Grammys: Beyoncé triumphiert, Quasthoff ausgezeichnet

Bei den 46. Grammy-Awards lag Beyoncé mit insgesamt fünf Awards vorn, aber auch der deutsche Sänger Thomas Quasthoff erhielt einen Grammy.

Bei den 46. Grammy-Awards lag Beyoncé mit insgesamt fünf Awards vorn, aber auch der deutsche Sänger Thomas Quasthoff erhielt einen Grammy. Den Preis für das Album des Jahres nahm die Formation OutKast entgegen. Song des Jahres wurde „Clocks“ von der britischen Band Coldplay. Während die abwesenden Janet Jackson von Patti Labelle, die den Showblock für die Würdigung von Luther Vandross anmoderierte, zumindest erwähnt wurde, erhielt der ebenfalls in dem vermeintlichen Skandal-Auftritt beim Super Bowl verwickelte Justin Timberlake sogar einen Preis in der Kategorie „Best Male Pop Vocal“. Bei der Annahme des Awards entschuldigte er sich noch einmal für den Vorfall – laut US-Medienberichten war das die Bedingung für einen Auftritt bei der Show. Pharell Williams von den Neptunes hingegen, der zusammen mit seinem Partner Chad Hugo als Produzent des Jahres ausgezeichnet wurde, verteidigte bei seiner Preisannahme Jackson und Timberlake.

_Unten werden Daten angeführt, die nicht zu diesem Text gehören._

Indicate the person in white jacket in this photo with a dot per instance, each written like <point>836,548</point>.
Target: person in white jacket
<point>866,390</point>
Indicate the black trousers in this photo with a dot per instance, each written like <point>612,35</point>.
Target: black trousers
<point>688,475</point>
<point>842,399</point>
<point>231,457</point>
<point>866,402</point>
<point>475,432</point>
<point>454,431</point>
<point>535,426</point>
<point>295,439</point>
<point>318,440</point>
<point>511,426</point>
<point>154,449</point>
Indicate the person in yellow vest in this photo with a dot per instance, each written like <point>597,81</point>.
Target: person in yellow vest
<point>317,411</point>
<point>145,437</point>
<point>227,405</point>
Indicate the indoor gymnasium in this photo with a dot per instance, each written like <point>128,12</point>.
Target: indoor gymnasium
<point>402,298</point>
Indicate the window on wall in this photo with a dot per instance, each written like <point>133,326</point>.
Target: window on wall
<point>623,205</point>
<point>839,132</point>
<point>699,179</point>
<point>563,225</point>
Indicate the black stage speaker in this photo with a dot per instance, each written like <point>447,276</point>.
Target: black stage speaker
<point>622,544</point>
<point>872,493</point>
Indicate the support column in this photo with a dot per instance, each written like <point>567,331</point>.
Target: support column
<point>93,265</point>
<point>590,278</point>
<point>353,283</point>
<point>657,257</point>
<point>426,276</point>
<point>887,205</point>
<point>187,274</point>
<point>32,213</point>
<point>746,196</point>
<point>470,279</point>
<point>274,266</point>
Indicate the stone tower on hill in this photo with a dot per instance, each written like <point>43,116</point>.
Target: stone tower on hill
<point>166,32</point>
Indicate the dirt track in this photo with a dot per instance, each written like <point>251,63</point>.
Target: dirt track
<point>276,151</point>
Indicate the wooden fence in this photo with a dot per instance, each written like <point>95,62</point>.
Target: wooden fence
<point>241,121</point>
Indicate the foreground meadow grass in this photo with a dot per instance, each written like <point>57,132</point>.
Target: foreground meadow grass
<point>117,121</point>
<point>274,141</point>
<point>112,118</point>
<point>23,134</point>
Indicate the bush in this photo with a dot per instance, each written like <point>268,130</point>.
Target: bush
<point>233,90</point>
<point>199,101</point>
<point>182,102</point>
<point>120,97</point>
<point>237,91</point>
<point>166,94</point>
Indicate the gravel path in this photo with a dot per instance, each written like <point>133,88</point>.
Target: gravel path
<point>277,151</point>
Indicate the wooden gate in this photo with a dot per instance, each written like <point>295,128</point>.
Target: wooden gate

Seine bereits am Nachmittag gehaltene Rede gehörte jedoch nicht zum abendlichen Live-Programm, das CBS in den USA und ProSieben in Deutschland live aus Angeles übertrugen. Insgesamt 18 Live-Auftritte, bei denen etwa Sting und Sean Paul, die Foo Figthers und Chick Corea sowie Prince und Beyoncé gemeinsam auftraten, bildeten Höhepunkte der mehrstündigen Gala.